Aside from her Sunday meals, Vick said she will also miss the familiar faces who worked at the store, some of whom she remembers from her childhood.
Even shoppers who haven’t been life-long patrons of Gene’s agree that the employees themselves proved to be as essential a component to the shopping experience as the food itself, if not more.
“They’re all so wonderful. They help [shoppers] out with the groceries and have a lot of fun among themselves,” said a Saratoga resident named Phyllis, who declined to give her last name.
Phyllis has shopped at Gene’s for about a year, noting that the store ran like a “family affair” in which all contributed.
The loving atmosphere within the store is a factor that prompted 70-year-old Julie Tomlin, now a resident of the Monterey Peninsula, to make her way to Gene’s whenever she happened to be in the area. Before moving, Tomlin lived in Saratoga for 31 years.
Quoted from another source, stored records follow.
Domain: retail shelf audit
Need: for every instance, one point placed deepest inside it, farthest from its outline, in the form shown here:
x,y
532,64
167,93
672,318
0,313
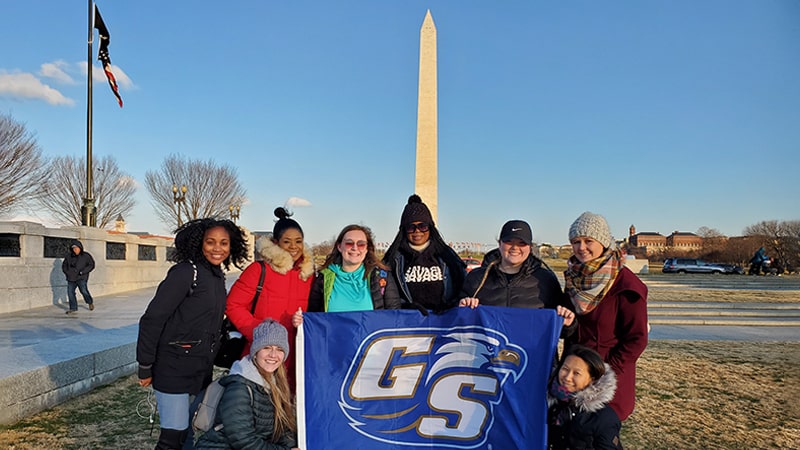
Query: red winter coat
x,y
617,329
285,289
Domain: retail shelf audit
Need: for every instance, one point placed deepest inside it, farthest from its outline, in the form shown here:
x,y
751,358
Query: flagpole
x,y
88,209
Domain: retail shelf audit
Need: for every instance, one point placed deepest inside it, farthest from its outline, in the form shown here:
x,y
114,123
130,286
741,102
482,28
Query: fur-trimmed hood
x,y
595,396
281,261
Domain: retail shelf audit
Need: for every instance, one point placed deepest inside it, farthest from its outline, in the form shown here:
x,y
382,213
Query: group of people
x,y
603,306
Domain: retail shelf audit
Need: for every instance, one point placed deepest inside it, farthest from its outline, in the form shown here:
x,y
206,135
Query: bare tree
x,y
706,232
210,190
21,164
782,239
65,187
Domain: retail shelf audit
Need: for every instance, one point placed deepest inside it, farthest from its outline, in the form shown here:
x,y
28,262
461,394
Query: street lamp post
x,y
179,198
234,211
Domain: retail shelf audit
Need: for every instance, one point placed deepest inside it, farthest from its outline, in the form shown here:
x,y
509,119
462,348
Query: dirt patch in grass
x,y
721,295
691,395
104,418
716,395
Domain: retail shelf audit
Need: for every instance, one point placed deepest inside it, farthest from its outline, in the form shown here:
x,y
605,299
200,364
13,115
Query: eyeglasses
x,y
422,227
360,244
516,242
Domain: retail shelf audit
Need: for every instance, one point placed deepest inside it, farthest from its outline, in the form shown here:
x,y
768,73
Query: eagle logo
x,y
425,386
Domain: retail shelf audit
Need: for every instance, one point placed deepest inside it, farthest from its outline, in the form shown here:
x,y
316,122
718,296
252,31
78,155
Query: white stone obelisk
x,y
426,182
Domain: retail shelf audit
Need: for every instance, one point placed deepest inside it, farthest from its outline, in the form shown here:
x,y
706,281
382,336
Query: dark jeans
x,y
73,301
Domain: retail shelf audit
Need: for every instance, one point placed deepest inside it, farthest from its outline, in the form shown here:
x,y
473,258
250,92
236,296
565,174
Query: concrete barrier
x,y
32,278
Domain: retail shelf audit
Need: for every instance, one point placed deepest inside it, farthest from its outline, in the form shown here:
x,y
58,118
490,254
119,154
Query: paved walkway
x,y
47,356
48,330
“The store was family owned and something they took pride in,” Tomlin said. “It was the customer service that they valued that [customers] could really sense, and now we have no place to go for [that kind of] service.”
Once she heard about the closing, Tomlin, armed with her trusty cooler to store meat and produce, made the journey to Saratoga for a final goodbye to the store and its employees, only to find it already closed.
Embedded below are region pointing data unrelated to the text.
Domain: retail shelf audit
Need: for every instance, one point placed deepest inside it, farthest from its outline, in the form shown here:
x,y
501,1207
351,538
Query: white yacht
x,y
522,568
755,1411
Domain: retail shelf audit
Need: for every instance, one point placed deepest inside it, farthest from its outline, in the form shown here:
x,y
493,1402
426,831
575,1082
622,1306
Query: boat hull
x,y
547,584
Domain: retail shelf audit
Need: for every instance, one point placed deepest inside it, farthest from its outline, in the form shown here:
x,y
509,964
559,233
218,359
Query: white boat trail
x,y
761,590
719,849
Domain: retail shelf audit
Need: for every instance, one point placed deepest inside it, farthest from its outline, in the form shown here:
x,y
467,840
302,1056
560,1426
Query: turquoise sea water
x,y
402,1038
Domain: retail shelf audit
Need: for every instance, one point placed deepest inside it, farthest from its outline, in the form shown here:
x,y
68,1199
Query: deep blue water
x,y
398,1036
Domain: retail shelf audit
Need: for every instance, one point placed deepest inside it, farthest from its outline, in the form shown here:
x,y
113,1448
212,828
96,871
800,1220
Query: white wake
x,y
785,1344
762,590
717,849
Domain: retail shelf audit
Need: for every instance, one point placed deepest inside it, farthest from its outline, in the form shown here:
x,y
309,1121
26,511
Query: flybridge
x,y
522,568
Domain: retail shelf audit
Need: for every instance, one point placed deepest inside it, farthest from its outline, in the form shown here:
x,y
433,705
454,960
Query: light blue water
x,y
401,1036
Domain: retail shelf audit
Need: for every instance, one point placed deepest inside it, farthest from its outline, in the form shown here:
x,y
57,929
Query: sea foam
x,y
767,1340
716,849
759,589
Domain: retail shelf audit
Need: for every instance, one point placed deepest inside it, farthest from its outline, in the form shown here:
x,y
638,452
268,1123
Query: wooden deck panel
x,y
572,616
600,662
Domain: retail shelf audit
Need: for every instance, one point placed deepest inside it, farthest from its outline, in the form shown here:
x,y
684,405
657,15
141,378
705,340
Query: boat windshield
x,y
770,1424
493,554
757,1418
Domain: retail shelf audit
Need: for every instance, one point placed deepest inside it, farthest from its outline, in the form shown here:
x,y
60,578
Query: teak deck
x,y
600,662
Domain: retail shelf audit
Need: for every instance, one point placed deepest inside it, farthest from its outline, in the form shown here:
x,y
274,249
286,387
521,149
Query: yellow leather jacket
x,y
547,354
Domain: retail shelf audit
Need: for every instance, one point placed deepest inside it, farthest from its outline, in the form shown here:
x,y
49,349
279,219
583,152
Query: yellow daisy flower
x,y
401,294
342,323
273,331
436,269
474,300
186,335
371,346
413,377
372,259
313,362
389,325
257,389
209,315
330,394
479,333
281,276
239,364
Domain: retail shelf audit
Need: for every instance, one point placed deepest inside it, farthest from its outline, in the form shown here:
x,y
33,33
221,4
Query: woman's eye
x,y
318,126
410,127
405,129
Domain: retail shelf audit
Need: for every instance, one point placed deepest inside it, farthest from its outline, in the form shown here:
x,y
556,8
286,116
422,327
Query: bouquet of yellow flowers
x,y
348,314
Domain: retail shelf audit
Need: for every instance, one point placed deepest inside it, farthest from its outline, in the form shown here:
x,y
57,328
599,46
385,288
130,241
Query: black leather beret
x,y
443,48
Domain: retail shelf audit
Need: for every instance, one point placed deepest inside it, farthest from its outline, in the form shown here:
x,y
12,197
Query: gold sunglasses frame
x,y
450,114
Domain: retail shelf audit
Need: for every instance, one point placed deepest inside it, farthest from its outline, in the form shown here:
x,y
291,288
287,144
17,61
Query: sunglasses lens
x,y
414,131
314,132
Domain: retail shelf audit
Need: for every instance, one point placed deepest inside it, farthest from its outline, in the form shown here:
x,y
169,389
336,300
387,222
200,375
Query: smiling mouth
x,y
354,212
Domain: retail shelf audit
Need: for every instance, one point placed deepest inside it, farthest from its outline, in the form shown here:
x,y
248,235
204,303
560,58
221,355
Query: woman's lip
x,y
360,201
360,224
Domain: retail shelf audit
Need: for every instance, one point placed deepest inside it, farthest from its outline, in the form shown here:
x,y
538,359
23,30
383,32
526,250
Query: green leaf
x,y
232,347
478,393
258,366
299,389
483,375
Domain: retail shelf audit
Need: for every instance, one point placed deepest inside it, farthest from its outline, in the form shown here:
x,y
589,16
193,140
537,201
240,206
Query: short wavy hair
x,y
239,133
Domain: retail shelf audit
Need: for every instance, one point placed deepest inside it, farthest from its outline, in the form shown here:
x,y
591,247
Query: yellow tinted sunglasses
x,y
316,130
“They’re cleaning out the store. The inventory is off the shelves. It’s very, very sad. It’s just tragic,” Tomlin said as she stood outside Gene’s on a recent afternoon.
After moving to the other side of the hill, one of the biggest challenges Tomlin faced was the shortage of quality grocery stores. She has tried shopping at several grocery stores in the area only to find that they still didn’t compare to the quality and caliber of Gene’s.
Tomlin attributes the increasing trend of closing mom-and-pop grocery stores to the rise in people who choose convenience over quality. Shoppers who opt out of cooking healthy meals with nutritious ingredients and choose the produce offered at large chain grocery stores have led to the decline in these generational, privately held grocery stores.
“I think people are cooking less,” Tomlin said. “People are not willing to cook wholesome foods into meals, because they'd rather buy something online, premade, microwaveable or delivered to their door since there’s no time for cooking.”
She believes the closing of Gene’s is symbolic of this trend.
“Times are changing and it’s [saddening] to think of how some of these things that are real quality and have some value [can’t stay forever],” Tomlin said. “It runs much deeper than a grocery store.”